Vieira de Santiago - guia no caminho
"Caminham em filas ao lado das estradas nacionais, por trilhos de terra batida, atravessando pequenos povoados que antes desconheciam, cruzando horas e horas a paisagem de giestas e silêncio. Têm em português um nome que deriva de uma forma latina: Per ager, que significa "através dos campos"; ou Per eger, "para lá das fronteiras". Definem-se, assim, por uma extraterritorialidade simbólica que os faz, momentaneamente, viver sem cidade e sem morada. Experimentam uma espécie de nomadismo: não se demoram em parte alguma, comem ao sabor da própria jornada, dormem aqui e ali. Num tempo ferozmente cioso da produção e do consumo, eles são um elogio da frugalidade e do dom. Relativizam a prisão de comodismos, necessidades, fatalismos e desculpas. E o seu coração abre-se à revelação de um sentido maior.
A verdade é que é difícil ter uma vida interior de qualidade, se nem vida se tem, no atropelo de um quotidiano que devora tudo. Na saturação das imagens que nos são impostas, vamos perdendo a capacidade de ver. No excesso de informação e de palavra, esquecemos a arte de ouvir e comunicar vida. Damos por nós, e há, à nossa volta, um deserto sem resposta que cresce. E quando nos voltamos para Deus, parece que não sabemos rezar. Estes peregrinos que tornam a encher as estradas de Santiago assinalam-nos o dever de buscar a estrada luminosa da própria vida. Já não separam a existência por gavetas estanques, mas o seu corpo e a sua alma respiram em uníssono. A oração torna-se natural como uma conversa, e as conversas enchem-se de profundidade, de atenção, de sorrisos. A parte mais importante dos quilómetros que percorrem não está em nenhum mapa: eles caminham para um centro invisível onde pode acontecer o encontro e o renascimento.
Queria dedicar este texto a um amigo que fez a sua primeira peregrinação. A meio do caminho enviou-me uma mensagem a dizer: «Aprendo a rezar com os pés».
José Tolentino Mendonça
O caminho faz-se de vida!
O p.Rui dizia que o caminho não é mais do que a estufa da nossa vida e que era ali que nos íamos descobrindo!! "É aqui que vos conhecemos porque é aqui que as personalidades vêm ao de cima, é no caminho que vemos como reagem à dor, como se entreajudam e como convivem!" dizia ele numa conversa que teve connosco e que se seguiu de um abraço dos bons, o dos 16 anos..

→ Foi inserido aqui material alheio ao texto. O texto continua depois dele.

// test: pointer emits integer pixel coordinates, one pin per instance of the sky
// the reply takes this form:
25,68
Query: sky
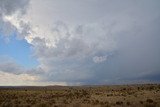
79,42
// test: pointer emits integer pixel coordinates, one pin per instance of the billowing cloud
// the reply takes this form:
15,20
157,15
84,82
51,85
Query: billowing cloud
91,41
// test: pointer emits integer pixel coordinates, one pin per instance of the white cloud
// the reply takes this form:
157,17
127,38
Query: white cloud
99,59
89,41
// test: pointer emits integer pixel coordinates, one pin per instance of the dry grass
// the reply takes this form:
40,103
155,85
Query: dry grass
86,96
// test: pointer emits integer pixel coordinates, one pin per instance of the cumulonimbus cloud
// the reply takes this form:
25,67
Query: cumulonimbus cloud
89,44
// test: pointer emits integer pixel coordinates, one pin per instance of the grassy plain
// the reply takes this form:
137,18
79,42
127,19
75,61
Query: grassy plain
147,95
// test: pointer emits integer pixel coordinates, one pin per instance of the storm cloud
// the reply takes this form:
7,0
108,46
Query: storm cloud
92,41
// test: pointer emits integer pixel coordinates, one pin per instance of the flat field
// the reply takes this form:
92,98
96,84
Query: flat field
147,95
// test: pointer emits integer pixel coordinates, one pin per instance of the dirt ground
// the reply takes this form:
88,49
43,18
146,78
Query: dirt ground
147,95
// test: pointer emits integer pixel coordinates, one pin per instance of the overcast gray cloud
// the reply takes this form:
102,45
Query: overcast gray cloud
92,41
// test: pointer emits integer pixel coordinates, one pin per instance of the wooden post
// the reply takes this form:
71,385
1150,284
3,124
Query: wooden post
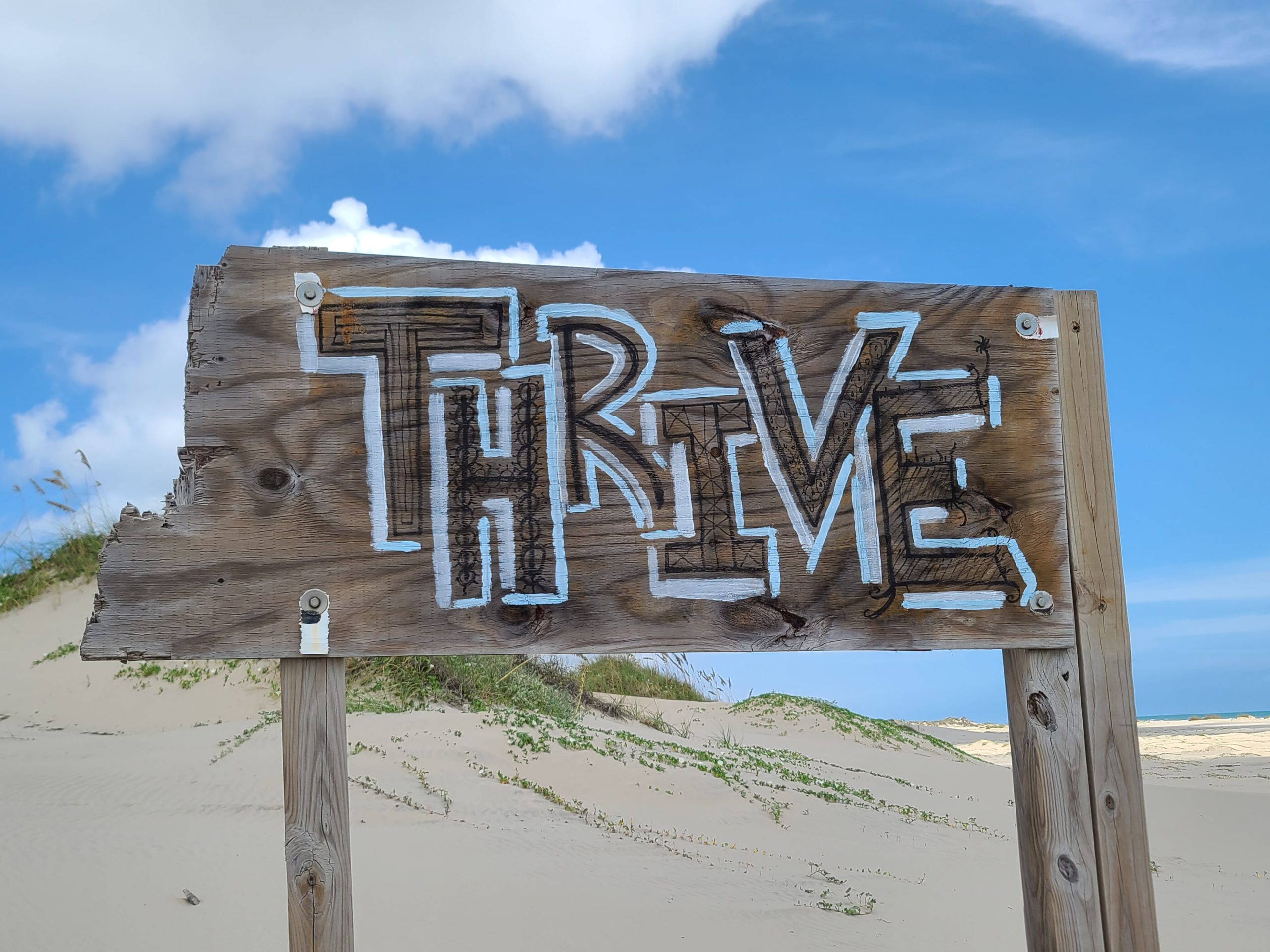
1062,909
316,799
1103,633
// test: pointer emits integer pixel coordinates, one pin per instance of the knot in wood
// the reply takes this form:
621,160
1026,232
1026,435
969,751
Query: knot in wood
1042,711
1067,869
273,479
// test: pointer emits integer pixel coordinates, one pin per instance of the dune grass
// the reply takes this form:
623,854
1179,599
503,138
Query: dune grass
36,572
790,709
631,676
475,682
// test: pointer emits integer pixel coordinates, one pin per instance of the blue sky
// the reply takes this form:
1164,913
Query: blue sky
1105,144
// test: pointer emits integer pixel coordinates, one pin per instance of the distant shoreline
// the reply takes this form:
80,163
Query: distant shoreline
1208,716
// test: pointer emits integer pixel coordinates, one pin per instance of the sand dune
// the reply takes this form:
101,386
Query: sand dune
765,827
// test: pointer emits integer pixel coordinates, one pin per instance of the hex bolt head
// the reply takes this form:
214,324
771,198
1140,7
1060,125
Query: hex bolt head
309,294
314,601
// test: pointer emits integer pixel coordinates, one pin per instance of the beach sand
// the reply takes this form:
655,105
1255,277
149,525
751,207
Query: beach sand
763,828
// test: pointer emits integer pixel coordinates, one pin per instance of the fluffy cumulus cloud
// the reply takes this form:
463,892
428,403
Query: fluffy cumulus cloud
1192,35
130,432
246,84
350,230
135,420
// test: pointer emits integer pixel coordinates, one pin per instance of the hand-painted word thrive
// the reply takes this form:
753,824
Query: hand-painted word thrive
484,455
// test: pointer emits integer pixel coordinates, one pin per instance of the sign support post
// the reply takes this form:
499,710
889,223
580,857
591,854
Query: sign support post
1117,796
316,804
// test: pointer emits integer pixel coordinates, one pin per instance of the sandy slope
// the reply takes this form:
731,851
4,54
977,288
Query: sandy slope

O caminho faz-se de lágrimas e sorrisos, dor e gargalhadas, de olhares que reflectem o medo e, por vezes, o desânimo! O caminho não se faz da força de duas pernas, nem da resistência de muitos anos de desporto, muito menos de uma alma sozinha, porque o caminho só se faz com a força de muitas pernas (dos que caminham ao nosso lado e dos que caminham connosco), com a resistência de muitos laços e muita amizade e, sobretudo, com a alma cheia de sorrisos! E, no fundo, a bagagem de quem caminha não é mais do que um coração cheio de amor de todos aqueles que já caminharam, dos que caminham e dos que caminharão connosco nesta vida que, para mim, já vai nos 16 anos e uns dias!
No fim, na alegria da chegada, concluí que, também eu, tinha aprendido a rezar com os pés!